The extendable/expandable headband seems stretchy at first but once you quickly adjust the headset to your noggin, you’ll notice they’re a tight and comfortable fit, which is super-important when your headset sports ANC, as locking out external sounds is part of that process. And the 800s do a fantastic job of just feeling
right in this department. A few asides, however, do exist. For example, the mic is locked-in on the headset where it should have been removeable, especially for those of us opting to double these “gaming headsets” up as our audio on-the-go options as well (feel a bit dorky walking down the street with a mic’d headset cranking Kbit bangers
), while the left earcup is too heavy on the controls side of things with volume, mixer, mute and noise cancelling all in an awkwardly-close line. It just means mid-game you can find yourself fumbling to utilise the button you want with any degree of ease. But even typing that made me feel like an over-privileged git, but I’d be lying if I didn’t say it was sometimes annoying.
I’ve dropped the quality of the 800’s audio a few times throughout this review. What’s most surprising is the quality you get in the console space utilising the USB dongle receiver for the bigger machines, as well as the audio cable for the Switch. You don’t get the same level of customisation or control as you do when using these for PC, but if you’re swapping them around console to PC to console, there will be a noticeable difference. That said, I was still very happy with the level of audio out of the consoles. Assassin’s Creed Valhalla
, for example, saw the 800s picking up all of the game-world’s natural sounds; birds chirping, squirrels shrieking, snow crushing beneath your feet, waves crashing off in the distance. It wasn’t the simulated 7.1 you get with QuantumSURROUND settings for PC, but it was more than serviceable.
Where the headset stands tallest is in its diversity. Not being locked into a specific skew allows for them to be the bicycle of my household, though it’s also where they get held back the most.
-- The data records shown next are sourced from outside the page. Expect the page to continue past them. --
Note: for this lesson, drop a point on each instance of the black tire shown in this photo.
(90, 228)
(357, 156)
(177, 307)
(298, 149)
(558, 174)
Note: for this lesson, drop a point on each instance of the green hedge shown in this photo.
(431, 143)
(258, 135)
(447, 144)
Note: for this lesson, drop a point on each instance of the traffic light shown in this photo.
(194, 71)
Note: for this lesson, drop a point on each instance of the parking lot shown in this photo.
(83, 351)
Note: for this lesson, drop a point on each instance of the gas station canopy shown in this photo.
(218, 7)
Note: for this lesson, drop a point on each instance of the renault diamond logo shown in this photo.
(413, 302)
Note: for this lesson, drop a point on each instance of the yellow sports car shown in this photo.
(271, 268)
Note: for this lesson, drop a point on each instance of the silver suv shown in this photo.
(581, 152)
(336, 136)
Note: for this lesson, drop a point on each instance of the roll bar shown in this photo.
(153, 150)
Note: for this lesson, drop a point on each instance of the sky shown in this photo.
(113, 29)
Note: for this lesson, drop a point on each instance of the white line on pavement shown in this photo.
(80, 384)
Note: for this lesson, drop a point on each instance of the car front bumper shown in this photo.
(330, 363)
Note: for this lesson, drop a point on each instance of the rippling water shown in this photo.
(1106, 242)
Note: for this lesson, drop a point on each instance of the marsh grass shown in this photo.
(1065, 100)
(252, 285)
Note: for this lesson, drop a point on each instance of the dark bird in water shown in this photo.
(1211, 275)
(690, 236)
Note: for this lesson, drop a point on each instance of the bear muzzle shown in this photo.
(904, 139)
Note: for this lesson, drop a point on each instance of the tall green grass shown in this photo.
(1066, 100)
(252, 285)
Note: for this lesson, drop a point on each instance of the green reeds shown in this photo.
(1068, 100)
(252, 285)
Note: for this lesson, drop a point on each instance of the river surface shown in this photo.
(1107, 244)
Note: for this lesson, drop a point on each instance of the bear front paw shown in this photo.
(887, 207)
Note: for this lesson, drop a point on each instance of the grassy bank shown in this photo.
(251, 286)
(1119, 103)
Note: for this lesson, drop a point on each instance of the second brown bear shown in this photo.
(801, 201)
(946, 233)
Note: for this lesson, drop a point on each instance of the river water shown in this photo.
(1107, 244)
What is promising, however, is that this is early days for JBL and gaming, and while bay steps are baby steps, like any baby proclamated as an “old soul” JBL’s long history in the audio world before its jump into games means those steps will soon move to a light yog before eventually sprinting towards a sonic boom and beyond. Starting here though, isn’t at all a bad place to kick off this journey and the headset’s strengths far outweigh any of its drawbacks. Definitely recommended if you’re in the market.